Die historische Kulisse des Museums mit authentischen Gebäuden aus allen Regionen Lettlands bietet den perfekten Rahmen für diese Würdigung des nationalen Erbes. Beim Spaziergang über das Festgelände erlebten die Besucher nicht nur einen Markt, sondern auch eine lebendige Verbindung zu Lettlands Vergangenheit und Gegenwart.

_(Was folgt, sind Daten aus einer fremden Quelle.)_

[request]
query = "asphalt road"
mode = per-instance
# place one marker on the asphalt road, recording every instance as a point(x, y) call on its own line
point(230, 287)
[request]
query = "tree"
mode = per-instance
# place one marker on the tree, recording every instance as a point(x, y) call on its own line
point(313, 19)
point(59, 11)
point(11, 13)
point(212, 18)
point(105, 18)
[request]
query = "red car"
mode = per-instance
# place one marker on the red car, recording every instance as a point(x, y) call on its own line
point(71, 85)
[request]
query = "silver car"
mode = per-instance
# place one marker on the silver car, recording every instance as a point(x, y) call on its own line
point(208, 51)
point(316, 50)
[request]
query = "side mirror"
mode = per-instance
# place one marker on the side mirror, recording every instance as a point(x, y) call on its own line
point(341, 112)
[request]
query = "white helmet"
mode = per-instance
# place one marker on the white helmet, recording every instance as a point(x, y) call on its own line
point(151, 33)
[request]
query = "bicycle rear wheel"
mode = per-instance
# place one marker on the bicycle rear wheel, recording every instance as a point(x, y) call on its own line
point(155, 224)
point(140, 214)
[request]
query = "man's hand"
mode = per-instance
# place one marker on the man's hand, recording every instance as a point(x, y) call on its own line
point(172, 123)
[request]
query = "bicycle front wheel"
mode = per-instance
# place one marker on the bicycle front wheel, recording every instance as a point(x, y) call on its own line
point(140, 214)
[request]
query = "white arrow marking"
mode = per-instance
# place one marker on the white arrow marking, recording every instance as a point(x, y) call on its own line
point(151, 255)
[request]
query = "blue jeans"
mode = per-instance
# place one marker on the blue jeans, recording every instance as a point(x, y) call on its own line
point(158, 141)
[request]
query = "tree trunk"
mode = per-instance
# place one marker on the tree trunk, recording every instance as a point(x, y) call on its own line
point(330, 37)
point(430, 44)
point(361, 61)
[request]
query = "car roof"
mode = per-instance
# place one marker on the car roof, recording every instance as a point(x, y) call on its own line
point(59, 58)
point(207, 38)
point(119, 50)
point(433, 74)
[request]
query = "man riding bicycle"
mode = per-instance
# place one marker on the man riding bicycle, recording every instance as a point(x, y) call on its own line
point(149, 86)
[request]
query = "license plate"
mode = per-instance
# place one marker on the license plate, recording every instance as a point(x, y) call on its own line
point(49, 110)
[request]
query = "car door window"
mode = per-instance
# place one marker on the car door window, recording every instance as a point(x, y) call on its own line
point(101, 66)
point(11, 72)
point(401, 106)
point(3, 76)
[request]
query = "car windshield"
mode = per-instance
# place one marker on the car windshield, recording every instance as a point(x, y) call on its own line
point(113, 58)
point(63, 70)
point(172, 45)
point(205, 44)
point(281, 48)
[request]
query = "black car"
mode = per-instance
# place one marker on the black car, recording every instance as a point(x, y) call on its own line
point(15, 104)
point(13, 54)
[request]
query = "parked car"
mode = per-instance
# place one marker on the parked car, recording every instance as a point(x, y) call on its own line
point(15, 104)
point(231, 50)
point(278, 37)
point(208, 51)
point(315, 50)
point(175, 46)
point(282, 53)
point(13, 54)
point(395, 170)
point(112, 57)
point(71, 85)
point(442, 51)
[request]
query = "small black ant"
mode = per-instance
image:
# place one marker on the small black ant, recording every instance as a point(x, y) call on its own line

Die Freilichtmuseum-Messe 2026 hat erneut gezeigt, warum sie nach wie vor zu den mit größter Spannung erwarteten Kulturveranstaltungen des Landes zählt. Mit ihrem abwechslungsreichen Programm, talentierten Kunsthandwerkern, traditionellen Speisen und mitreißenden Darbietungen brachte die Messe erfolgreich Menschen jeden Alters zusammen, um das lebendige Kulturerbe Lettlands zu feiern. Als die Veranstaltung am Sonntagabend um 17:00, … kehrten die Besucher mit unvergesslichen Erlebnissen, handgefertigten Schätzen und einer neuen Wertschätzung für die Traditionen zurück, die die lettische Kultur bis heute prägen.